Ecco brevemente delineate le due situazione archetipiche alla base del mito e del complesso.

Nel film l’elemento simbolico che sta per la coscienza è la mano. Gli occhi, le mani, i piedi e il fallo, come propaggini fisiche del nostro essere nel mondo, sono simboli atavici dell’assertività della coscienza, che si palesa nella Natura come apportatrice di ordine.

Non hanno un significato esclusivamente sessuale (come per Freud) ma rimandano alla dimensione libidica in genere, ovvero allo slancio vitale (Bergson, 1961). Il regista indugia spesso sulle inquadrature delle mani e dei pugni chiusi di Julian, che spesso si ritrova a contemplare come in un atto di meditazione sulla propria energia creatrice (o distruttrice) potenziale.)

Un’energia questa che si ingorga e non trova una corretta espressione, portando il nostro eroe ad una totale disfatta. La curiosa mano egoica di Julian tenta un disperato ritorno nel grembo materno in una disturbante scena: Crystal, uccisa e squartata dal temibile Chang si trova seduta immobile e rigida. Julian lentamente si fa vicino, si china e affonda la mano aperta e dritta nel ventre divelto della madre.

La strega è morta ma il nostro Edipo tenta un’ultima volta, disperatamente, di farvi ritorno, di possederla, di farsi inglobare. Questo decisivo atto di empietà non può rimanere impunito, e di nuovo le mani sono le protagoniste: i pugni protesi in avanti che, con rapido e netto taglio, vengono mozzati dall’affilata lama di Chang, che ristabilisce l’ordine delle cose punendo l’eroe per l’insolenza e per il delitto incestuoso.

Molti sarebbero ancora gli spunti di riflessione offerti dal film, ma ai fini della nostra trattazione mi sono soffermato su questi nello specifico. Questo nell’idea di porre l’attenzione sugli elementi simbolici caratterizzanti il mito in grado di ampliare la nostra visione sulla situazione edipica.

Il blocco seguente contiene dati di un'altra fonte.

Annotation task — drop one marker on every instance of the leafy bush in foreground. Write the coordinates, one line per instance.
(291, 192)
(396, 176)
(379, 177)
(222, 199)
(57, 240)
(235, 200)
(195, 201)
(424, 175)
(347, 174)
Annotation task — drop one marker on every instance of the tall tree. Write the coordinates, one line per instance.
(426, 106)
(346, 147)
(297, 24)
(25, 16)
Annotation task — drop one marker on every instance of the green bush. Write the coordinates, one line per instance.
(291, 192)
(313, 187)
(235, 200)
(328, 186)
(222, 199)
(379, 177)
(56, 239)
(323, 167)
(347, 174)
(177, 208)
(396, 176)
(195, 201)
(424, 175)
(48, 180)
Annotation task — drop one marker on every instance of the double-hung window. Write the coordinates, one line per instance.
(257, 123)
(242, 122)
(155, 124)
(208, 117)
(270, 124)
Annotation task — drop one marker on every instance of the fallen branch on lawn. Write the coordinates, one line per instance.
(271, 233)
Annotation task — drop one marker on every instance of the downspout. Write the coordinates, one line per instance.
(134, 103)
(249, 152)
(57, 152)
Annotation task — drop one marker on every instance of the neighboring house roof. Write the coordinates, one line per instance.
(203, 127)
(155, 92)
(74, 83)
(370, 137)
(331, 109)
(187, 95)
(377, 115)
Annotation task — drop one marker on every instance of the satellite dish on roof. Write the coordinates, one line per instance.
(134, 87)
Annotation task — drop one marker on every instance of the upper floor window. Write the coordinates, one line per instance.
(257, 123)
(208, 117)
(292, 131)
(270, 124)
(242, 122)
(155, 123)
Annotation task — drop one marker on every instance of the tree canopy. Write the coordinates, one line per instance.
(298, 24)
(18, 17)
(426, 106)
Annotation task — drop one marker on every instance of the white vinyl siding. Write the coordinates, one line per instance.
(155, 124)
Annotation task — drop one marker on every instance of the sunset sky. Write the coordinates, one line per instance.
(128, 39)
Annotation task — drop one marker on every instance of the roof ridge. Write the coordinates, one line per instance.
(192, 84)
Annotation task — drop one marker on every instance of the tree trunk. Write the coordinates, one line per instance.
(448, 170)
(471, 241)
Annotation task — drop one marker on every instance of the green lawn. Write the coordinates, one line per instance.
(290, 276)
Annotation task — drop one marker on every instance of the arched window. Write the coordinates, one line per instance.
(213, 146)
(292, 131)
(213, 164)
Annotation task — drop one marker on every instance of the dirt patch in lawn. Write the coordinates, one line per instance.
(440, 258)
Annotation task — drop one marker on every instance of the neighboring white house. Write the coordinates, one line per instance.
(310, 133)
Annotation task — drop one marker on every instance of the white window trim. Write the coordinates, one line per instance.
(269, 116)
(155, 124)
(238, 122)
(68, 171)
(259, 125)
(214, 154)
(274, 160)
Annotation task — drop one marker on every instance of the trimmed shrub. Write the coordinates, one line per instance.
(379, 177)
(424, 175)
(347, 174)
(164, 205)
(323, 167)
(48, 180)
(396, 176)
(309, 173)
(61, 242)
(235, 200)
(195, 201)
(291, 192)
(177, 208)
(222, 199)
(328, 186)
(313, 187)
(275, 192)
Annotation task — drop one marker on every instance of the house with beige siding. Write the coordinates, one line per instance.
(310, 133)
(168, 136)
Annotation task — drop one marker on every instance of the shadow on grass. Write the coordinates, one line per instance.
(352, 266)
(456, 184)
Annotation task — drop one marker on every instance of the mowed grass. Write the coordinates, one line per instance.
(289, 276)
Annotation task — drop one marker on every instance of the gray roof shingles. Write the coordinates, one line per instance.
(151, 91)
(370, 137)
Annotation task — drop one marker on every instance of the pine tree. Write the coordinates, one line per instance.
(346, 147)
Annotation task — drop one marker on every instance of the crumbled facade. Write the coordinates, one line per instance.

Nel contesto dell’ermeneutica junghiana, infatti, questo sottile intreccio, che assume le dinamiche del racconto, esce dai confini personali proiettandosi su una dimensione molto più vasta, in cui padre e madre perdono il loro ruolo specifico e la loro identità sessuale ma rimandano ad elementi del maschile e del femminile molto più ampi, che secondo la dottrina junghiana fanno parte in egual misura sia della psiche maschile che di quella femminile.

Questa attenzione posta da Jung e dalla sua scuola sugli elementi profondi che sottendono i ruoli familiari è oggi più che mai decisiva nel contesto dell’analisi delle nuove forme della famiglia, da quella monoparentale a quella omogenitoriale a quella allargata.

Ricondurre lo sviluppo fisiologico individuale ad un’infatuazione e alla lotta per il possesso dell’amante sarebbe in quest’ottica un po’ troppo superficiale, cogliendo l’eccezione e non la regola: risulta allora decisivo allargare il tiro della nostra indagine, considerando gli aspetti profondi che realmente condizionano il nostro essere umani e il nostro percorso di venuta al mondo.

L’opera Only god forgives ci fornisce un buon supporto simbolico per cogliere alcuni di questi difficili concetti in maniera intuitiva. Ne consiglio allora la visione qualora si volesse cogliere queste mie suggestioni.

 

BIBLIOGRAFIA

Jung, C. G. “Trasformazioni e simboli della libido.” (1912).

Freud, Sigmund. Totem e tabu. Edizioni Mondadori, 2014.

Erich, Neumann. “Storia delle origini della coscienza.” Astrolabio (1978).

Target, Mary, and Peter Fonagy. “Playing with reality II.” The International journal of psycho-analysis 77.3 (1996): 459.

Bergson, Henri. L’evoluzione creatrice. Bur, 2012.